Devono essere chiariti la durata dell’autorizzazione e il territorio in cui è valida: se l’uso è temporaneo o a tempo indeterminato, la data di inizio e di fine, eventuali rinnovi automatici o condizioni per la cessazione. Va specificato se l’autorizzazione è esclusiva o non esclusiva e se il licenziatario può concedere sub-licenze o cedere il diritto a terzi; in presenza di divieti di cessione o di clausole che richiedono il consenso scritto del concedente, ciò deve essere esplicitato. Poiché il mantenimento del valore del marchio richiede controllo sulla qualità, la liberatoria deve contenere obblighi di qualità e conformità: standard minimi di produzione, specifiche tecniche, requisiti di controllo qualità, obbligo di fornire campioni e consentire ispezioni e audit da parte del titolare, nonché la procedura per l’approvazione preventiva di layout, materiali promozionali e qualsiasi modifica grafica. È opportuna l’indicazione di un riferimento a linee guida di marca allegate (palette colori, proporzioni, spazi di rispetto, font) e l’allegazione dei file vettoriali o raster ufficiali che il licenziatario può utilizzare.

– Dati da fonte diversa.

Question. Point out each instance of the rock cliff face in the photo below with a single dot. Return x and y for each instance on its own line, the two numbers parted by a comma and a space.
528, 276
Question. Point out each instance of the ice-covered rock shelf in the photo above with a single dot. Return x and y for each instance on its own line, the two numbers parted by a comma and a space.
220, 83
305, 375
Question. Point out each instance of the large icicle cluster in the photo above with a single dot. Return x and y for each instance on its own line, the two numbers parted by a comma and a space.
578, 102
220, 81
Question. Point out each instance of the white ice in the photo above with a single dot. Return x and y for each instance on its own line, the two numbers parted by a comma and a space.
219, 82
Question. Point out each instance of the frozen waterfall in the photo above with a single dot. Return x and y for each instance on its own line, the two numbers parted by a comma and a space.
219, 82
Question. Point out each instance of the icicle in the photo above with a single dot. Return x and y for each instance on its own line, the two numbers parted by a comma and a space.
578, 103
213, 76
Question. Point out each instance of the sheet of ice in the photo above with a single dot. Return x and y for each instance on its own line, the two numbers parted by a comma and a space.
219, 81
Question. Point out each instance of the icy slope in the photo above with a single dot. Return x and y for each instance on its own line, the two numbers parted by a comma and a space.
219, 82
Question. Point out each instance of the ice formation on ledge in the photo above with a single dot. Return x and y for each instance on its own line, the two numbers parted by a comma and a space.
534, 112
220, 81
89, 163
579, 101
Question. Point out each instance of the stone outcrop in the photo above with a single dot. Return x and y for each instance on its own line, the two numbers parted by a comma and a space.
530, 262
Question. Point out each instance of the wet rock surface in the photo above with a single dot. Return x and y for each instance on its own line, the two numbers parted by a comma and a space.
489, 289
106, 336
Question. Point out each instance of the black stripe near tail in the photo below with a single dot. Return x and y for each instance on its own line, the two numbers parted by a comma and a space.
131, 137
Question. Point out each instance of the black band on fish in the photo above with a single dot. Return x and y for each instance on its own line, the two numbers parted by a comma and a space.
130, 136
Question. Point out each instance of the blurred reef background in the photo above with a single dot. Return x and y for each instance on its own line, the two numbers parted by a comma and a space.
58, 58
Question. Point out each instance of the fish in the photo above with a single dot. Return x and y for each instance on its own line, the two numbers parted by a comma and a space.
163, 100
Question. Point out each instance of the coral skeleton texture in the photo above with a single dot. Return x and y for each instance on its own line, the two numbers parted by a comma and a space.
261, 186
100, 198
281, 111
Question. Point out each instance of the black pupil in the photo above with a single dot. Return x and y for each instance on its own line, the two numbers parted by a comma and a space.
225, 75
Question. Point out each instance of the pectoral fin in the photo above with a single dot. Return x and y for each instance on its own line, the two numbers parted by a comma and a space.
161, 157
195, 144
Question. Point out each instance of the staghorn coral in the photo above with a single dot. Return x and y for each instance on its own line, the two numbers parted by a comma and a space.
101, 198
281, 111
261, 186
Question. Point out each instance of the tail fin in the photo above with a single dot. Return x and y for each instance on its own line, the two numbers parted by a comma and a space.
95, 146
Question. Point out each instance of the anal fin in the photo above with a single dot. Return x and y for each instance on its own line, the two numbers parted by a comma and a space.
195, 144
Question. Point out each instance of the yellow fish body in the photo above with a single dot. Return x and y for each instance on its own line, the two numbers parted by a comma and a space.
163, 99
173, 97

Le condizioni economiche e amministrative devono comparire in modo chiaro: se è previsto un corrispettivo, va indicata la natura del pagamento (una tantum, royalty calcolate su vendite, fee minima garantita), la base di calcolo, la periodicità, la valuta, le modalità di fatturazione e pagamento, eventuali interessi di mora e la gestione delle imposte. Occorre prevedere obblighi di rendicontazione: registri e report delle vendite o degli usi, frequenza delle comunicazioni, diritto del titolare a verificare i registri contabili relativi all’utilizzo del marchio e a richiedere audit. Le garanzie, le dichiarazioni e le clausole di manleva sono essenziali: il licenziatario deve garantire di non violare diritti di terzi nell’uso del marchio e di rispettare le normative applicabili; il titolare spesso richiederà di essere tenuto indenne da rivendicazioni di terzi derivanti dall’uso non autorizzato o improprio da parte del licenziatario. Vanno poi disciplinate le responsabilità e i limiti di responsabilità eventualmente concordati, bilanciando la tutela del titolare con i rischi sopportabili dal licenziatario.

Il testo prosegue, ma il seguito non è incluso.